B.C. premier asks Trudeau to reduce stigma of illicit drug use as deaths climb
John Horgan says he supports the recent call by Canada's police chiefs to decriminalize the possession of small amounts of illicit drugs for personal use
VICTORIA — British Columbia’s premier is urging Prime Minister Justin Trudeau to take an “enormous step” to reduce stigma associated with illicit drug use by decriminalizing possession for personal use.
In a letter sent July 20 to the prime minister, John Horgan says people in B.C. are experiencing unprecedented rates of overdose-related harms, including deaths because of the toxic street drug supply.
The letter says criminal prohibitions are ineffective in deterring drug use and criminalization prevents people from seeking the help they need.
Horgan says he supports the recent call by Canada’s police chiefs to decriminalize the possession of small amounts of illicit drugs for personal use as the best way to battle addiction.
He says his ministers will reach out to their federal counterparts to take further steps.
The BC Coroners Service said last week that a record 175 people died in June of illicit-drug overdoses, surpassing the previous record of 171 deaths just a month before.
A public health emergency was declared in 2016 and since then about 5,000 people in B.C. have died from illicit-drug overdoses, with many caused by the powerful opioid fentanyl.
“Behind these statistics lies a very personal tragedy,” Horgan says. “We are losing our family members and our friends, our neighbours and our colleagues. We must do more.”
Overdose continues to be the leading cause of unnatural death in B.C. and life expectancy at birth is declining in the province largely due to the overdose crisis, he says.

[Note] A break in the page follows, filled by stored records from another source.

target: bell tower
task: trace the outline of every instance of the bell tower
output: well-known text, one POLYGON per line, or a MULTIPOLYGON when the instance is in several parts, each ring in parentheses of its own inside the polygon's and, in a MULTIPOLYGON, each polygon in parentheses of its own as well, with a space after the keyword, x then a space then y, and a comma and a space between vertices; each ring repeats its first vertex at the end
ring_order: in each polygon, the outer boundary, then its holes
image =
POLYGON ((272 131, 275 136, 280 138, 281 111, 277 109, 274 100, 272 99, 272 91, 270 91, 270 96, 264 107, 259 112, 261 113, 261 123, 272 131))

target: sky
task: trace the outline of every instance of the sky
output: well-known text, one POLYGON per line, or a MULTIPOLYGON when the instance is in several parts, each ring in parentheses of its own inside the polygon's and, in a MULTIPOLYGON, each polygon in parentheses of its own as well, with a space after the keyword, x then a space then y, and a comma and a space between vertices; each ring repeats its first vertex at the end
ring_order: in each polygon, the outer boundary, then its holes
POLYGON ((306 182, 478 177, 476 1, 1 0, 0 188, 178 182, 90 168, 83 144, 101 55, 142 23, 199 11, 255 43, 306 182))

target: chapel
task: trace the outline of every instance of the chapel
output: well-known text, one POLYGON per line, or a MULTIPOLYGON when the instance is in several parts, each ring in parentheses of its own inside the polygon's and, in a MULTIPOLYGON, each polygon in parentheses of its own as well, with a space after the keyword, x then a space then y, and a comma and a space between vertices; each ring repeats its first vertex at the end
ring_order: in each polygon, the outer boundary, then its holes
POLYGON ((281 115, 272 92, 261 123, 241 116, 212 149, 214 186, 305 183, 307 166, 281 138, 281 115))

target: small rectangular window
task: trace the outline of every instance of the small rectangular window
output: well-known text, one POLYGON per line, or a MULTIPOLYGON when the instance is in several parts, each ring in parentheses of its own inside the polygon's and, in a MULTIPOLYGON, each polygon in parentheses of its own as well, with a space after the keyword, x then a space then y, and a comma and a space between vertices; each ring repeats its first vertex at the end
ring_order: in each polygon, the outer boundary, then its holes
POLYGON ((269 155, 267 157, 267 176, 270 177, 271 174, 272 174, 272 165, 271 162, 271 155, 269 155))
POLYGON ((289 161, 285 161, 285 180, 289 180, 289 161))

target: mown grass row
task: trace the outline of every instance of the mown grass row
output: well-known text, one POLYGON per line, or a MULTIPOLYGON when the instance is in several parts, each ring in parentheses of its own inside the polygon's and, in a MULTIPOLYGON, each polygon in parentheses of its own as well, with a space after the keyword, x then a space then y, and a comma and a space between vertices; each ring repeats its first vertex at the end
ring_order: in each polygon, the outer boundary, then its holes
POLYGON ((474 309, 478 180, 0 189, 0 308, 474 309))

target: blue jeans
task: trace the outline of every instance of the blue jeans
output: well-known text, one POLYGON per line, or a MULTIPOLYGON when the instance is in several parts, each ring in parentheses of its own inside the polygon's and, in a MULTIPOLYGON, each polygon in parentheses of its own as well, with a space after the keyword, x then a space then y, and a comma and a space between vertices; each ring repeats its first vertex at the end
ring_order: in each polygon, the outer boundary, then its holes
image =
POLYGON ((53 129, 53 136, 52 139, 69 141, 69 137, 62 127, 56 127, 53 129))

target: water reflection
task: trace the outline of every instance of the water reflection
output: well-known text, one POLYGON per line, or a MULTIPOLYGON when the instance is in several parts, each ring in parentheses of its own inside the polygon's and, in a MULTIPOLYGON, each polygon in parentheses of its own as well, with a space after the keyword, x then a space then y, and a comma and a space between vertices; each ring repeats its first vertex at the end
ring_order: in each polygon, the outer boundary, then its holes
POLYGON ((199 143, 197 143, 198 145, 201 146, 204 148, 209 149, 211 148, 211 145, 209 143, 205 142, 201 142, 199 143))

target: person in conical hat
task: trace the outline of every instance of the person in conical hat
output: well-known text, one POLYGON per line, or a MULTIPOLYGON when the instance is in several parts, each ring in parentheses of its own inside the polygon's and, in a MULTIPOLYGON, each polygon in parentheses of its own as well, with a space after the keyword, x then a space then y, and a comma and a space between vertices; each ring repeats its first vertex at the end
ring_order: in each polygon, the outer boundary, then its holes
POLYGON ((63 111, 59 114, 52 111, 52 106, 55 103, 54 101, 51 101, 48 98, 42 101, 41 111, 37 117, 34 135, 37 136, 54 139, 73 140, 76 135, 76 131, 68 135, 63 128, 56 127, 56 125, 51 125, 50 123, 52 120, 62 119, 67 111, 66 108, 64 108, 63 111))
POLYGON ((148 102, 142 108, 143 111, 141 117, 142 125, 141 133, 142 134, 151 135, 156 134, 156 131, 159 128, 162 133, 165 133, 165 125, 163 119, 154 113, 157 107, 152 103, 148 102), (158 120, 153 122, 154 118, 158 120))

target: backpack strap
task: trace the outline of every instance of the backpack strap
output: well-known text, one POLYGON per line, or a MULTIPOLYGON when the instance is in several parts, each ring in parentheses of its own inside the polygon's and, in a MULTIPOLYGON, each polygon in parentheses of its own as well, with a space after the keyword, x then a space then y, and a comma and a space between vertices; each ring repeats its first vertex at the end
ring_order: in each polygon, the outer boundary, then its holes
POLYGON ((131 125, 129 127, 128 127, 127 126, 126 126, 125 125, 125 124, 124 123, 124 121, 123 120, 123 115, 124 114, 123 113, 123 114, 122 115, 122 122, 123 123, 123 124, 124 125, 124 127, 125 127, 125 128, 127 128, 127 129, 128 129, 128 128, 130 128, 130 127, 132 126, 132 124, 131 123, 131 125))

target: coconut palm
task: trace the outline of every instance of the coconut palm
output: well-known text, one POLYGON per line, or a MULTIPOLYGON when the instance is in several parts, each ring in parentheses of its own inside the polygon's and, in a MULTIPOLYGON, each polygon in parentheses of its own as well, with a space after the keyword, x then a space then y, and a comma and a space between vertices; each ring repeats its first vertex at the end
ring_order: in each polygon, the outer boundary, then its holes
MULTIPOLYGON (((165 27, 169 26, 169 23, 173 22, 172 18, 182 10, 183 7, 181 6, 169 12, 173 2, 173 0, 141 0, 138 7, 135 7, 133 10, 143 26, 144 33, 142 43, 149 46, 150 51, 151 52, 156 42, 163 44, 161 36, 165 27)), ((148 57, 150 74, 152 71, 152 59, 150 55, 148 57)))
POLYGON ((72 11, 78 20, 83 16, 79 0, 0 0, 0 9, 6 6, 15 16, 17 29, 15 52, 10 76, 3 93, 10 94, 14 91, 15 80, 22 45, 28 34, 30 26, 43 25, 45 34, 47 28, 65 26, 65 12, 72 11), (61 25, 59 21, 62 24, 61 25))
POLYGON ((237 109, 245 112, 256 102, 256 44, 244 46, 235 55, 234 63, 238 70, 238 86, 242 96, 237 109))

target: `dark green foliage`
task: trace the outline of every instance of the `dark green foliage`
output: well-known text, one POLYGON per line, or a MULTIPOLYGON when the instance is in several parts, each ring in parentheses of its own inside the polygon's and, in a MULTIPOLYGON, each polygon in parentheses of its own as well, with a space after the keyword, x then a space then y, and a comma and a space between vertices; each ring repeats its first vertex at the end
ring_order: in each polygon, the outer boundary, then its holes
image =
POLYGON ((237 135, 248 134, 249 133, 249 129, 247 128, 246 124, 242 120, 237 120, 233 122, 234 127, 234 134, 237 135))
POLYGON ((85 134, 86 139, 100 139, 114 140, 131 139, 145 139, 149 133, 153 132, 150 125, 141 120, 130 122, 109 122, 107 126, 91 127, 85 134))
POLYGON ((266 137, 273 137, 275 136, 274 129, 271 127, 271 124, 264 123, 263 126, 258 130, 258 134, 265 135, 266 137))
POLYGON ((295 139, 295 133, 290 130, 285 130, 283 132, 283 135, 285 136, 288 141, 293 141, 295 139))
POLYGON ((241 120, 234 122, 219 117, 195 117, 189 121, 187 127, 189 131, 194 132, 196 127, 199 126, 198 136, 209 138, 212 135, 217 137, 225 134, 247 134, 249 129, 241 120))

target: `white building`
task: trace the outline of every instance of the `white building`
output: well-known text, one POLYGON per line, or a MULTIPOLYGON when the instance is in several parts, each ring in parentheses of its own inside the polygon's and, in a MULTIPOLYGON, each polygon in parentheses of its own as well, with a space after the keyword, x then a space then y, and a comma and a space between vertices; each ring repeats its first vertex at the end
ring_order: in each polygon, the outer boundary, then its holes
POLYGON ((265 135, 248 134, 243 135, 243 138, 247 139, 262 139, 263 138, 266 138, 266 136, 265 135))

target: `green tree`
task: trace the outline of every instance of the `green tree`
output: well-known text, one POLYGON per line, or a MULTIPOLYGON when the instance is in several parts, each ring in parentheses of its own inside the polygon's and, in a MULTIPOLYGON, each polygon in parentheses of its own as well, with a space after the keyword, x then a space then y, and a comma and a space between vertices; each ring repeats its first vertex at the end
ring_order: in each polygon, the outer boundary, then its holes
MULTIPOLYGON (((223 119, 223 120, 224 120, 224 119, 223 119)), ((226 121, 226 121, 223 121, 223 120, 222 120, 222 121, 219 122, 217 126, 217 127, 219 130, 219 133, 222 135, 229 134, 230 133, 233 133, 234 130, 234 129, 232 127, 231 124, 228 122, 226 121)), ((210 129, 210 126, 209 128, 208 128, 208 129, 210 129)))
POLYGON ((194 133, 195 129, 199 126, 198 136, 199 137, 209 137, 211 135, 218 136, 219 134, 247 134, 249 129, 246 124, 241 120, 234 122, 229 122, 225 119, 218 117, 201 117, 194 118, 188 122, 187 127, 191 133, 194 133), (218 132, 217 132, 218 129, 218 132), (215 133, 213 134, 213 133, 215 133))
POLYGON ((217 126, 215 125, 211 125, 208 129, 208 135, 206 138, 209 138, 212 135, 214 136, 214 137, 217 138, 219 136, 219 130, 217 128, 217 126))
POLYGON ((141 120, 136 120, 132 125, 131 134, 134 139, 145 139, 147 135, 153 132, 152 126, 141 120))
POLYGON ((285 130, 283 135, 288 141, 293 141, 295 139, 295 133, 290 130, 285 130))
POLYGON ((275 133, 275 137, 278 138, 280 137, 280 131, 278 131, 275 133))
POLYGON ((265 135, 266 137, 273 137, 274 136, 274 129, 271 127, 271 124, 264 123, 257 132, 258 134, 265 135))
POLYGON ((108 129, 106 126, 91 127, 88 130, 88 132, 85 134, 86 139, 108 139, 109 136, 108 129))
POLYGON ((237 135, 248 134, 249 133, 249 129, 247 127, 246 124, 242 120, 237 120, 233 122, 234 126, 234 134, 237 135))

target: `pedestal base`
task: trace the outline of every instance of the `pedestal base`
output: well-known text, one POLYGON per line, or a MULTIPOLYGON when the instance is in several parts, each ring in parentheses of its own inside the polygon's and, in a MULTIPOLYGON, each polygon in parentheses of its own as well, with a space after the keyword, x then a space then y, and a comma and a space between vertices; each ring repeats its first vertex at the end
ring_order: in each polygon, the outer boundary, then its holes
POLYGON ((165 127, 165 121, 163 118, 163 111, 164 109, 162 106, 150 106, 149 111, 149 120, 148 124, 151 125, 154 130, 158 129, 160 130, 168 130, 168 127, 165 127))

By changing the Controlled Drugs and Substances Act to decriminalize possession for personal use, “the federal government would take an enormous step to reduce the systemic stigma associated with illicit drug use and support people to access the services that they need to stay safe and start their path to recovery,” Horgan says.
The federal Ministry of Health said in a statement Monday it has expanded the accessibility of vital health and social services for people who use drugs.
“These actions include supporting the Good Samaritan Drug Overdose Act, funding programs like drug treatment courts for those whose substance use contributes to their offending, supporting enhanced access to harm reduction services such as supervised consumption sites, access to pharmaceutical-grade medications, also known as safer supply, and an expanded range of treatment options,” it said.
“Our government remains committed to advancing evidence-based responses to help reverse the trend of opioid overdose deaths and other substance-related harms in Canada.”
The Canadian Association of Chiefs of Police has proposed increasing access to health care, treatment and social services in order to divert people away from the criminal justice system, which would apply to those in possession of a small amount of illicit drugs for personal consumption.
It also called for the creation of a national task force to research drug policy reform that looked at the law that covers simple possession.
Association president and Vancouver Chief Const. Adam Palmer has said that the fentanyl crisis and a poisoned drug supply have devastated communities and taken thousands of lives across Canada.
“We recommend that enforcement for possession give way to an integrated health-focused approach that requires partnerships between police, health care and all levels of government.”
B.C.’s provincial health officer, Dr. Bonnie Henry, has also called for the decriminalization of people who possess small amounts of drugs, saying people use substances for many reasons.
“Nobody grows up thinking ‘I want to be addicted to substances, I want to have a substance use disorder, I want to have this controlling my life,”’ she said last week.